The top speed is set by the power-to-drag ratio. The dominant term in the drag sum is projected frontal area which is small for a bike and large for cars, which is why the superbike class of sportbikes (150HP+) can do almost 150MPH on 150HP.

Power to weight ratio is one factor, but another key factor for 0 to 60 mph of a motorcycle versus a front or rear wheel drive car is the motorcycle's relatively high center of mass means that more weight is transferred to the rear tire, or all of the weight in the case of a wheelie, which in turn allows for more relative friction at the driven wheel, typically resulting in over 1 g of acceleration on higher end motorcycles.

The situation may have changed with some all wheel drive hybrid cars like the Tesla Model S P100D, with a launch controlled acceleration of 0 to 60 mph in 2.5 seconds, provided there's enough traction (probably a drag racing track with VHT is needed).

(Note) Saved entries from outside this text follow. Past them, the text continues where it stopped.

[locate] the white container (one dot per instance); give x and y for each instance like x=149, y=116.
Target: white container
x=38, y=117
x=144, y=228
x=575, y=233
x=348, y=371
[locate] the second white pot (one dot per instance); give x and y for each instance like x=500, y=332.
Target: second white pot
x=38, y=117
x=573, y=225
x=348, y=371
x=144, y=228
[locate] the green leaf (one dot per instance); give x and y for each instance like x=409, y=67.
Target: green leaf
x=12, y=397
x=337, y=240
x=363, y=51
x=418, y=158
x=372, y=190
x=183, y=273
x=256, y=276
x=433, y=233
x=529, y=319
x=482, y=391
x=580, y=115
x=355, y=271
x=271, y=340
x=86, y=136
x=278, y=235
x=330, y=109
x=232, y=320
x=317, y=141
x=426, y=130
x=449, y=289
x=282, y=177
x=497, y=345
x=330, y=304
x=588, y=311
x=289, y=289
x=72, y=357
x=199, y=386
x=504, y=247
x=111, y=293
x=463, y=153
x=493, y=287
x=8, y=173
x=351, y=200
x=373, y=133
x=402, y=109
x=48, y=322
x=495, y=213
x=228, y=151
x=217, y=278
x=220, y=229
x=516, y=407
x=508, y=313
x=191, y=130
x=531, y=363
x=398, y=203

The Ferrari LaFerari takes 2.4 seconds and the Porsche 918 Spyder 2.2 seconds. This matches or exceeds the fastest bikes with the best riders hunched down over the tank to reduce the wheelie factor. Some bike testing is done with the front end strapped down and the rear shocks set to max stiffness and height or locked into position.

In a street situation, it seems unlikely that even with smooth torque applied by the electric motors to all 4 wheels, there simply won't be enough traction for the cars to achieve sub 3 second 0 to 60 mph times.

However, once past 60 mph, or more like 80 mph, since that's 1st gear on the high end bikes, the bike accelerate harder than almost all cars, due to power to weight ratio.

As for the bikes, the high end bikes are around 200 hp now (Ducati V4R is 230 hp with optional exhaust), but due to wheelie factor, 0 to 60 mph times haven't improved much, stuck at around 2.5 to 2.6 seconds. For example the 175 hp first generation Suzuki Hayabusa matches the 0 to 60 mph time of the 200 hp current ZX-14R, which is 40 lbs heavier, and possibly with a center of mass that is further back and/or higher. The ZX-14R is about 0.25 second quicker than the Busa in a 1/4 mile run (9.5 versus 9.75 with a pro rider on a good track).

First things first. If you have two identical vehicles, except mass, then yes you can calculate F=ma and KE = 1/2 mv^2 and you will see that these two equations are linked. And if you ignore friction they would tell you the same thing. (but you may need a little calculus ) so (a) and (b) in your question are the same, just measured differently.

But bikes don't have identical engines as you say, and the resistance and traction is all very very different. But generally speaking it isn't that motorbikes have magic engines. Even a pretty boring motorbike has the main advantage of lack of mass (as you say) and that is the core of their advantage when accelerating from stationary - even though they are limited by only one wheel.